Peut-être est-ce là un résidu des anciennes civilisations que le gaspillage socialement organisé de nos précieuses productions alimentaires. Alors que les pratiques des sociétés dites «primitives» s’annonçaient dépassées, le sacrifice et les offrandes de nourriture semblent simplement avoir changé de visage; les dons aux dieux prenant lentement la forme de nos gaspillages aux flux et lois capitalistes. On estime actuellement à 40% les pertes et le gaspillage de notre production alimentaire canadienne tout au long de la chaîne de production, soit quelques 27 milliard de dollars par an1. La production mondiale jetée s’élève à environ 1.3 milliard de tonne de nourriture par an2. Cela n'équivaut pas uniquement à de la perte nécessaire, mais intègre également le gaspillage de produits encore consommables. Alors que la récolte mondiale actuelle permet de nourrir environ 2.5 milliard de personne selon le régime américain, on estime qu'il serait possible d'atteindre 10 milliards de personne selon le régime indien. On peut alors interroger le système de production, de consommation et de distribution de nos sociétés face à la violence de la malnutrition et des famines encore présentes dans notre monde.

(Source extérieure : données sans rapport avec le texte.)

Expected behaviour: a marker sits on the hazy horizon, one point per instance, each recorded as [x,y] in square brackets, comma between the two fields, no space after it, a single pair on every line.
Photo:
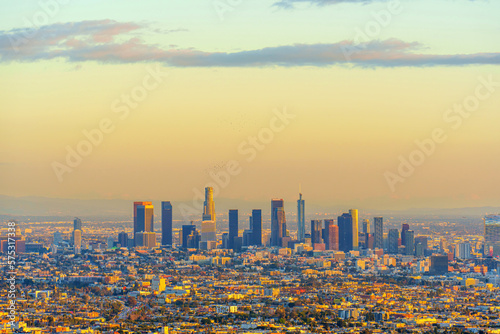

 À titre de comparaison, au simple niveau des consommateurs, le gaspillage des pays industrialisés (222 M de tonnes) équivaut presque à la production nette de l'ensemble des pays sub-sahariens (230 M de tonnes)3. Les pays en voie de développement effectuant majoritairement des pertes en début de ligne de production et de transformation, les pays riches se distinguent surtout par leur gaspillage en fin de ligne. Il est important de considérer que ce gaspillage ne se limite pas à sa valeur monétaire ou nutritive, mais qu'il comprend également un ensemble d'impacts environnementaux. Lorsqu'un aliment est jeté, c'est tout ce qui a été nécessaire à sa production, terre, eau, produits chimiques, engrais, graines, énergie solaire, de transport, de transformation, d'empaquetage, énergie humaine, temps, matière d'empaquetage, etc. C’est l’ensemble de ce déploiement qui se retrouve au bout du compte gaspillé. L'impact environnemental des décompositions est également une nuisance qui aurait pu être évitée suivant un compostage adéquat. Il est d'une importance primordiale de faire pression sur notre système et de créer des initiatives concrètes au sein de notre quotidien.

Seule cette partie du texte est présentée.